However what I'm struggling to understand is how, or if it's even possible, to automate the switch from 'Initialized' state to a 'Broken' state upon completion of the initialization stage???


Yeah. Normally puppet deals with achieving the desired state in a single run of puppet. So one possible solution is to have puppet block! I really don't think that in this situation that would be a good idea, since it would leave everything else on the machine unmanaged for an unknown length of time.
 
Now these databases definitions are currently driven from a YAML backend which maintains information such as database name, volume information, primary netapp controller, replication netapp controller, etc... Currently, this YAML file is just a file on the puppet master... However there are ambitions to move this into a more dynamic backend, such as CouchDB or similar... So that opens the possibility to automatically update the YAML resource state.. However Puppet still needs to be able to support updating that backend based on the information it gets from the actual resource...

So to flow it out:
  1. Create a new database in backend ->
  2. Puppet creates volumes on primary ->
  3. Data is added to volumes ->
  4. Backend updated to indicate replication is required ->
  5. Puppet creates volumes on Secondary and adds Snapmirror relationship ->
  6. Snapmirror initializes in background ->
  7. Puppet periodically runs against network device and checks resource state ->
  8. Backend resource state is updated following each run? ->
  9. Snapmirror initialization completes ->
  10. Puppet runs, detects new resource state and then triggers break?
  11. Backend resource state updated to 'broken'?

Now 1 to 7 above are fine, but 8 to 11 are where I get a bit unsure... 
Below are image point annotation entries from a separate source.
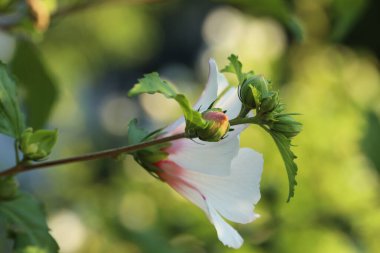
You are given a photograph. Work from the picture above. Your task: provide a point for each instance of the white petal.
(230, 102)
(205, 157)
(175, 177)
(226, 234)
(211, 90)
(233, 196)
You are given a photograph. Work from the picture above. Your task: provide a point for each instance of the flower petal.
(226, 234)
(173, 175)
(204, 157)
(233, 196)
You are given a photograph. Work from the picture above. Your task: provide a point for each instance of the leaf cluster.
(256, 93)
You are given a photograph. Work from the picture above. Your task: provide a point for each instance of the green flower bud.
(269, 103)
(253, 90)
(217, 125)
(287, 125)
(37, 145)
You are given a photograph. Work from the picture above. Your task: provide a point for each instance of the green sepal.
(152, 83)
(11, 119)
(39, 144)
(25, 222)
(149, 156)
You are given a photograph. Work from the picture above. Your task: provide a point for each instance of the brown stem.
(92, 156)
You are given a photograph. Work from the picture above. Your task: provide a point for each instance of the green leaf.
(152, 83)
(8, 188)
(39, 144)
(283, 145)
(11, 118)
(234, 67)
(26, 223)
(40, 89)
(149, 155)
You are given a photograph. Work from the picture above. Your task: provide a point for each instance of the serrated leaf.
(152, 83)
(283, 145)
(37, 145)
(135, 134)
(40, 89)
(11, 118)
(26, 223)
(149, 155)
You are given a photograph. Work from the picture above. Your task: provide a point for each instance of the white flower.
(220, 178)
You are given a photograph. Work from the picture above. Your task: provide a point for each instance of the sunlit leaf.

I think you have most of the picture here. Puppet manages some of the transitions between states in order to get to that final "broken" state. Using defined resource types or parameterized classes won't get you there since the information about whether the next step of the management of the resource can be taken is on the node. As you said earlier, it is once the snapmirror process reaches the "initialized" state that puppet should finish its job.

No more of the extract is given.